Trying to home in further on her judicial philosophy, Grassley asked, of the previous 115 justices, are there any of them now or in the past that has a judicial philosophy that most closely resembles her own. She said she hasn't studied the philosophies of all of the prior justices but that her background as a trial judge resembles that of left-leaning Justice Sonia Sotomayor.

Judge Ketanji Brown Jackson testifies on her nomination to become an Associate Justice of the Supreme Court during a Senate Judiciary Committee confirmation hearing on Capitol Hill in Washington, D.C, March 22, 2022.
Mandel Ngan/AFP via Getty Images

"I will say that I come to this position, to this moment as a judge who comes from practice -- that I was a trial judge and my methodology has developed in this context. I don't know how many other justices other than Justice Sotomayor have that same background," she said.

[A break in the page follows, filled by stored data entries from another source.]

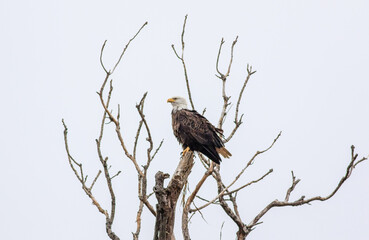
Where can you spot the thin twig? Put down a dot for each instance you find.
(183, 62)
(251, 161)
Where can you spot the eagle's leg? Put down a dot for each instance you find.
(186, 150)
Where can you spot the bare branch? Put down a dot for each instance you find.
(239, 175)
(125, 48)
(223, 77)
(250, 183)
(238, 121)
(185, 231)
(183, 62)
(94, 181)
(302, 200)
(101, 61)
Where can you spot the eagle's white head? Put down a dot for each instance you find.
(178, 103)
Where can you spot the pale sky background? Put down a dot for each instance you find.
(312, 82)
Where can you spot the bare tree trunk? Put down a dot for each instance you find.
(167, 197)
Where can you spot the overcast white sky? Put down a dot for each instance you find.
(312, 81)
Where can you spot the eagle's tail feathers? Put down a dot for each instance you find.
(224, 152)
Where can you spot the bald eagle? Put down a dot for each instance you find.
(195, 132)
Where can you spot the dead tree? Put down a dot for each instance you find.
(167, 197)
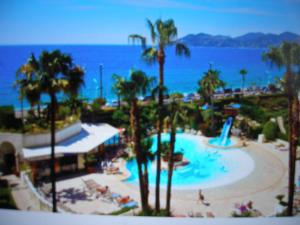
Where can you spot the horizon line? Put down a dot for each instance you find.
(124, 44)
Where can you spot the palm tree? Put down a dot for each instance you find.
(116, 86)
(287, 55)
(176, 116)
(28, 84)
(207, 87)
(56, 73)
(243, 73)
(138, 84)
(163, 34)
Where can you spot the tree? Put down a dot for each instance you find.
(207, 87)
(176, 116)
(28, 84)
(287, 55)
(138, 84)
(116, 86)
(55, 73)
(163, 34)
(243, 73)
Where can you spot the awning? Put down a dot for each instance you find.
(90, 137)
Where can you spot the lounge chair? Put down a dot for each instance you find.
(123, 200)
(112, 170)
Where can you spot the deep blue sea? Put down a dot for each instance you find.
(181, 74)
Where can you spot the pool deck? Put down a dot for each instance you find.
(267, 180)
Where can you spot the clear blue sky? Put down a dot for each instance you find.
(111, 21)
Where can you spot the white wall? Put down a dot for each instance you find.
(35, 140)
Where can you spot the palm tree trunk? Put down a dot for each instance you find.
(146, 187)
(170, 168)
(52, 162)
(119, 102)
(293, 137)
(39, 110)
(243, 84)
(137, 147)
(161, 61)
(293, 140)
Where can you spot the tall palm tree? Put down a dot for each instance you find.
(163, 34)
(28, 84)
(177, 115)
(207, 87)
(243, 73)
(130, 89)
(287, 55)
(56, 73)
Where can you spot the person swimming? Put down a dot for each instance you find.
(201, 198)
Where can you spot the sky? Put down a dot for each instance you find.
(111, 21)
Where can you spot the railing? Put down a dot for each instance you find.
(37, 197)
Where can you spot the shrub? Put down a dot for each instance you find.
(254, 132)
(98, 103)
(176, 95)
(270, 131)
(254, 112)
(7, 118)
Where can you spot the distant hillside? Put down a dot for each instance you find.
(250, 40)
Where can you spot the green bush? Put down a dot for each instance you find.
(6, 199)
(254, 132)
(254, 112)
(8, 120)
(270, 131)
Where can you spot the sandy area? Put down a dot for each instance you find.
(267, 180)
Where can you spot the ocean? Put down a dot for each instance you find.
(181, 74)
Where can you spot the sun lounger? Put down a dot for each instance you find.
(112, 170)
(131, 204)
(123, 200)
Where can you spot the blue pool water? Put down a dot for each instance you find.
(208, 167)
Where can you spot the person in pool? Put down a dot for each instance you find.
(201, 198)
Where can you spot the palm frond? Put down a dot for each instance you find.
(150, 55)
(137, 38)
(152, 31)
(182, 50)
(274, 57)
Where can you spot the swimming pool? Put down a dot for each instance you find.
(209, 167)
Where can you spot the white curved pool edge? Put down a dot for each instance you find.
(235, 160)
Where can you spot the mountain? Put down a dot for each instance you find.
(249, 40)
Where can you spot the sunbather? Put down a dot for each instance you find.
(201, 198)
(103, 190)
(124, 200)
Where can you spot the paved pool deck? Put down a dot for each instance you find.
(268, 179)
(261, 186)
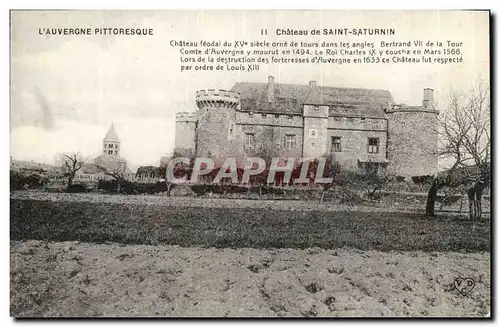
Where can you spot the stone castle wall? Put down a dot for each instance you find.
(185, 133)
(407, 138)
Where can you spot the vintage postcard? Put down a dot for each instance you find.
(304, 163)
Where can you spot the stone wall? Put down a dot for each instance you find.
(413, 142)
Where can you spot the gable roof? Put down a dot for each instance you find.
(111, 136)
(290, 98)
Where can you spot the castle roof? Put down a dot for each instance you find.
(290, 98)
(111, 136)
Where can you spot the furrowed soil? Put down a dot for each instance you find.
(118, 256)
(81, 279)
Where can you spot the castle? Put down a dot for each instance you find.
(359, 127)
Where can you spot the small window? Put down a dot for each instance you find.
(336, 145)
(249, 140)
(290, 141)
(373, 145)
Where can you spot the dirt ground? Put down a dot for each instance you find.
(295, 205)
(81, 279)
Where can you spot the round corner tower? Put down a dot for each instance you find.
(413, 138)
(217, 135)
(185, 133)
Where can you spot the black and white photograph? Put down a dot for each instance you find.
(250, 164)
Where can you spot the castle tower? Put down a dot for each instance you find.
(217, 135)
(315, 123)
(185, 134)
(412, 138)
(111, 143)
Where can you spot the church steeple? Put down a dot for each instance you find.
(111, 143)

Jackson has also emphasized in previous confirmations hearings that she does not have a judicial philosophy per se, but she applies the same methodology to all the cases she approaches, regardless of its parties.

-ABC News' Trish Turner

Mar 22, 2022, 10:14 AM EDT

Grassley grills Jackson on 'court-packing'

Ranking Member Sen. Chuck Grassley, R-Iowa, tried to get more clarity on whether Judge Jackson would support the idea of expanding the Supreme Court beyond nine justices, but Jackson said that was a policy question she couldn't answer.

The question comes after several Republicans said Monday they were disappointed that Jackson hasn't clarified her position on court-packing after she received the support of the progressive group Demand Justice, which is pushing for the court's expansion.

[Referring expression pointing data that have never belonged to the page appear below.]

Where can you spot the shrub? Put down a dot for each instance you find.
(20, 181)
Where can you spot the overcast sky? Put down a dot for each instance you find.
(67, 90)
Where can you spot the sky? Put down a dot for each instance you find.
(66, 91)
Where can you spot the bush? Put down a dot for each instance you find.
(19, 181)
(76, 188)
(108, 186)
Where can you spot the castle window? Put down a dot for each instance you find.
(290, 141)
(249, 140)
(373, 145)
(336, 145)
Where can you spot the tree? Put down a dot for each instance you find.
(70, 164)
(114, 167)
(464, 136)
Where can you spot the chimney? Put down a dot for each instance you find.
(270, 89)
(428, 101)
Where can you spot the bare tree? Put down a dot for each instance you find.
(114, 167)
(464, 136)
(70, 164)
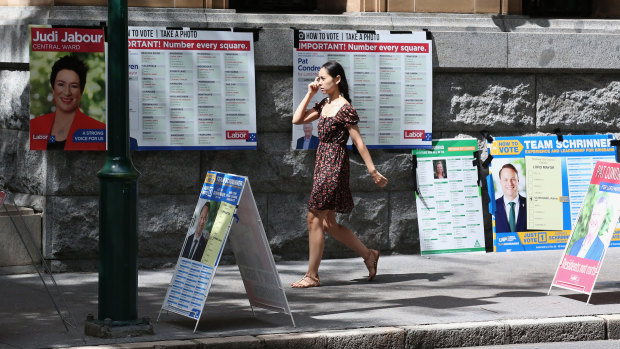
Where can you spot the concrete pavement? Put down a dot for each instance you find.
(415, 302)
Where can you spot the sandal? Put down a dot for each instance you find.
(307, 281)
(371, 263)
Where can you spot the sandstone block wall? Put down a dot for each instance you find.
(506, 74)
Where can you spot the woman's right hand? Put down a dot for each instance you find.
(313, 87)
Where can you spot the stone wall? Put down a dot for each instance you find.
(508, 75)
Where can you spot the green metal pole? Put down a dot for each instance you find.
(118, 224)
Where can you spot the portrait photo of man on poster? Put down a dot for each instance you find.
(510, 203)
(592, 231)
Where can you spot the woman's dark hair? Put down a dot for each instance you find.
(70, 62)
(334, 69)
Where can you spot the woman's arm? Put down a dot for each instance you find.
(356, 137)
(302, 115)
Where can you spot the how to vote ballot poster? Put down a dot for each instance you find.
(390, 83)
(449, 206)
(191, 89)
(589, 240)
(204, 243)
(226, 209)
(537, 185)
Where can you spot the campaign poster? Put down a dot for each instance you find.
(591, 235)
(203, 244)
(67, 88)
(449, 206)
(536, 186)
(390, 84)
(191, 89)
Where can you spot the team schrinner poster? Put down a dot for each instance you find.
(390, 82)
(548, 178)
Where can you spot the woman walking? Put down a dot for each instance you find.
(330, 190)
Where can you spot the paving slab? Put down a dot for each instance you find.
(465, 294)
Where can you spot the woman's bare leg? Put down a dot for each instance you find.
(316, 240)
(316, 244)
(344, 235)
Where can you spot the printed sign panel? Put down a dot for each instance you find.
(596, 222)
(67, 88)
(226, 208)
(191, 89)
(204, 243)
(449, 206)
(537, 185)
(389, 78)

Sen. Chuck Grassley questions Supreme Court nominee Ketanji Brown Jackson during a Senate Judiciary Committee confirmation hearing on Capitol Hill in Washington, D.C., March 22, 2022.
Andrew Harnik/AP

"Respectfully, senator, other nominees to the Supreme Court have responded as I will, which is that it is a policy question for Congress," Jackson said. "I am particularly mindful of not speaking to policy issues because I am so committed to staying in my lane of the system. Because I'm just not willing to speak to issues that are properly in the province of this body."

Presented with the fact that retiring Justice Stephen Breyer and the late Justice Ruth Bader Ginsburg stated their views on the position, Grassley then asked if the Supreme Court has been bought by dark money groups.

"Senator, I don't have any reason to believe that that's the case," she replied. "I have only the highest esteem for the members of the Supreme Court whom I hope to be able to join, if I'm confirmed, and for all of the members of the judiciary."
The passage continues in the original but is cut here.